The authors identify three limitations of existing approaches:

Hash-based fingerprints discard information during the hashing process and cannot reconstruct the original molecule
Local-feature fingerprints require expert knowledge and generalize poorly across tasks
Supervised deep learning fingerprints are data-hungry and fail when labeled data is limited

Self-Translation as Unsupervised Molecular Encoding

The key insight is to adapt the sequence-to-sequence learning framework from machine translation (originally English-to-French) to molecular representation learning by setting both the input and output to the same SMILES string. Since the intermediate vector must contain enough information to reconstruct the original SMILES, it serves as a rich, task-agnostic molecular fingerprint.

The architecture consists of two components:

Perceiver network: A multi-layer GRU encoder that reads the SMILES string and compresses it into a fixed-length vector
Interpreter network: A multi-layer GRU decoder that reconstructs the original SMILES from the fingerprint vector

The GRU cell computes a sequence of outputs $(s_1, \ldots, s_T)$ from input sequences $(x_1, \ldots, x_T)$ by iterating:

$$ z_t = \sigma_g(W_z x_t + U_z s_{t-1} + b_z) $$

$$ r_t = \sigma_r(W_r x_t + U_r s_{t-1} + b_r) $$

$$ h_t = \tanh(U_h x_t + W_h(s_{t-1} \circ r_t)) $$

$$ s_t = (1 - z_t) \circ h_{t-1} + z_t \circ s_{t-1} $$

where $z_t$ is the update gate, $r_t$ is the reset gate, $\circ$ denotes element-wise multiplication, and $W$, $U$, $b$ are trainable parameters.

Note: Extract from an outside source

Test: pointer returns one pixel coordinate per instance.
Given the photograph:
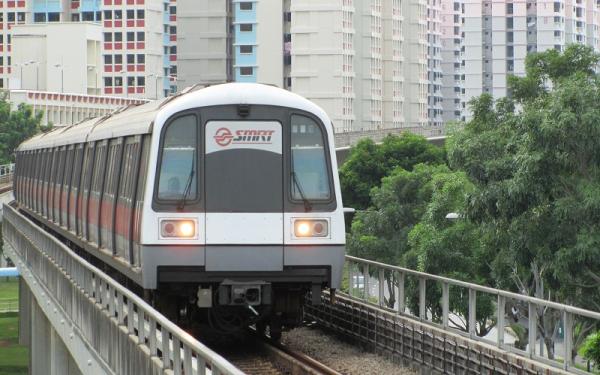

Several adaptations to the original seq2seq framework make this work for molecular data:

GRU instead of LSTM: GRU provides comparable performance with faster training, which is important given the large training data pool
Attention mechanism: Establishes a stronger connection between the perceiver and interpreter networks via soft alignment, addressing the challenge of passing information through hidden memory for long sequences (SMILES can be up to 250 characters)
Dropout layers: Added to input and output gates (but not hidden memory transfer) following the approach of Zaremba et al. to combat overfitting when training on large datasets
Fingerprint extraction layer: A fixed-unit fully connected layer combined with a GRU cell state concatenation layer is inserted between encoder and decoder to explicitly output the fingerprint vector
Reverse target sequence: Following Sutskever et al., the target sequence is reversed to improve SGD optimization
Bucket training: Sequences are distributed into buckets by length and padded to enable GPU parallelization

Classification Experiments on LogP and PM2 Datasets

Training Setup

The unsupervised training used 334,092 valid SMILES representations from combined LogP and PM2-full datasets obtained from the National Center for Advancing Translational Sciences (NCATS) at NIH. Three model variants were trained with fingerprint dimensions of 512, 768, and 1024, differing in the number of GRU layers (2, 3, and 4 respectively) while keeping the latent dimension at 256. Each model was trained for 24 hours on a workstation with an Intel i7-6700K CPU, 16 GB RAM, and an NVIDIA GTX 1080 GPU.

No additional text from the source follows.